THE ANALYSIS OF NURSING CARE DOCUMENTATION IN OUTPATIENT UNITS
Outpatient units have high activity and interaction, which increases the risk of neglecting full documentation of nursing care. This study aims to analyze factors contributing to the lack of optimal documentation of nursing care in an outpatient unit. This study employed a fish bone analysis approach to identify the root of problems of documenting nursing care in an outpatient unit. This research was conducted in an outpatient unit of the Children's and Mother's Hospital in Jakarta. The data collection techniques of this study were questionnaires, observations, and interviews with the head of the room, Clinical Instructors, implementing nurses, Case Managers, and Nursing Fields.

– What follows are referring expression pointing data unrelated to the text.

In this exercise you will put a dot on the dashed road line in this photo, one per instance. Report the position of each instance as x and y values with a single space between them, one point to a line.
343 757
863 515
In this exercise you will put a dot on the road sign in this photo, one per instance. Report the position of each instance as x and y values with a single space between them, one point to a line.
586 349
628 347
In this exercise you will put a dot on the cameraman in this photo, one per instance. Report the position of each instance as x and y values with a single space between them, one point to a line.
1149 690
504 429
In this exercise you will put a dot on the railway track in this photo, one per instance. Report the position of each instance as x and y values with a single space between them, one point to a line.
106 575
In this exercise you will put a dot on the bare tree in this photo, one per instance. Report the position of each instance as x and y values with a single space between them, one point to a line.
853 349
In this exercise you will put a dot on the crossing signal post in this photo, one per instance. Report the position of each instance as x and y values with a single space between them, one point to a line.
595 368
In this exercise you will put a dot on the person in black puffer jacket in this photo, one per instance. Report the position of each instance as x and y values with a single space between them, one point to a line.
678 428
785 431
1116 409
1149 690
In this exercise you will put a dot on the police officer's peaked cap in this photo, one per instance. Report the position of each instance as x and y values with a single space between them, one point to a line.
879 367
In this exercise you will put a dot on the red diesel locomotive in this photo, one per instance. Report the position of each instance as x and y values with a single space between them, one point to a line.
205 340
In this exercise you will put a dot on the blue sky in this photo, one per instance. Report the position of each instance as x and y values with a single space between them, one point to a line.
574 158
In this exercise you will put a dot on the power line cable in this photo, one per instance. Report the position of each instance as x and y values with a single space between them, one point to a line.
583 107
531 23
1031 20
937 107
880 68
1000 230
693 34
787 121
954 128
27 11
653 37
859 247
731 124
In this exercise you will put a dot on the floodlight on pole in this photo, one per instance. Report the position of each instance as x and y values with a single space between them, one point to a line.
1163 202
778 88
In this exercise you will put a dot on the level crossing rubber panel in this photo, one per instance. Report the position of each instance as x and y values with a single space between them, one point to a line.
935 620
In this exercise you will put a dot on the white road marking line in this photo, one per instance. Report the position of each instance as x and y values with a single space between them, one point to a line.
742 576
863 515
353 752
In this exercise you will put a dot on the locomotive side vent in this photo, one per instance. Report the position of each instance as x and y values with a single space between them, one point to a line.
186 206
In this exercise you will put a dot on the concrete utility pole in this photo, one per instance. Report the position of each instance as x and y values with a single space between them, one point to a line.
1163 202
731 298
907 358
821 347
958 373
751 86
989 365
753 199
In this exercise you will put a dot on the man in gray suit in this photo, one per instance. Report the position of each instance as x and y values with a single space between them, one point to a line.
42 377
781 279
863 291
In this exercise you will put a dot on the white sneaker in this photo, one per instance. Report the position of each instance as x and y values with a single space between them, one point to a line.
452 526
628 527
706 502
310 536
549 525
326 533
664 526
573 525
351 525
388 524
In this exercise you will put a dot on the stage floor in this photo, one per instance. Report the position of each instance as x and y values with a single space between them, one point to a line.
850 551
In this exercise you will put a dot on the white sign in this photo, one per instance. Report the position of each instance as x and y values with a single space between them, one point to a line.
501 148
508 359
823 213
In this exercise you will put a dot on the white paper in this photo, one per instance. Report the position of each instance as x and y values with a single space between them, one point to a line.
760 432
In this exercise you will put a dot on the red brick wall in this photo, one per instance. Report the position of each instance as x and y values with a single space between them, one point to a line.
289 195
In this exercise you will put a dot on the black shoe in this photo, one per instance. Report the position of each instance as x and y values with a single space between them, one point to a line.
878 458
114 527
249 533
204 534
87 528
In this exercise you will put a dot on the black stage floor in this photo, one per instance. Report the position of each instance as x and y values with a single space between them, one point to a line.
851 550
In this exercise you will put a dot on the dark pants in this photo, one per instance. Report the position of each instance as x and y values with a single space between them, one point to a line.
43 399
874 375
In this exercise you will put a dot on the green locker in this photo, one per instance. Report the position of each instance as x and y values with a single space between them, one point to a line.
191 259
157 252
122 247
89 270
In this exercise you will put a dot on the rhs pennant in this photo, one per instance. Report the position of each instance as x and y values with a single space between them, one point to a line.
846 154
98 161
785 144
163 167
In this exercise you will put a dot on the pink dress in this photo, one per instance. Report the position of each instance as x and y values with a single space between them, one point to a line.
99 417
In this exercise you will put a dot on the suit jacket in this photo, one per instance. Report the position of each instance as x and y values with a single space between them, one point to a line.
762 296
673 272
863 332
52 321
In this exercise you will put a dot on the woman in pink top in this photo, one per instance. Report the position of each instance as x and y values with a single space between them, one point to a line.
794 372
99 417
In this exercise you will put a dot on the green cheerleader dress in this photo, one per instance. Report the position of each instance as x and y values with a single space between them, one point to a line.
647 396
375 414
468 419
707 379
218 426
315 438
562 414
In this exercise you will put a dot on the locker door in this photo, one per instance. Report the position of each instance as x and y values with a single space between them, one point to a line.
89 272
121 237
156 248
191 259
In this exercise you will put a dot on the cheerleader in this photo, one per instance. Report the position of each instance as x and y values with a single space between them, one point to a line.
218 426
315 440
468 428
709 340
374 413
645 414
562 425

The analysis reveals several results. Nurses, clinical instructors, activities in high work environments, as well as policies and tools for assessment and supervision are inadequate. The absence of effective systems and mechanisms for supervising nursing care documentation and manual documentation systems contributes to the lack of optimal documentation of nursing care in the outpatient unit. Documentation of nursing care extremely depends on the workforce, work climate, sets of policies, systems, and facilities. This study recommends programs and supervision activities for outpatient nursing care documentation performed by the Nursing Division, head of rooms, and Clinical Instructors, arranges supervision tools, arranges patients’ effective and efficient assessment documentation according to accreditation, policy re-socialization and documentation techniques, as well as energy management and implementation time documentation of nursing care in an outpatient unit.
Keywords: clinical instructors, an outpatient unit, nursing care, nursing documentation, supervision nursing care documentation.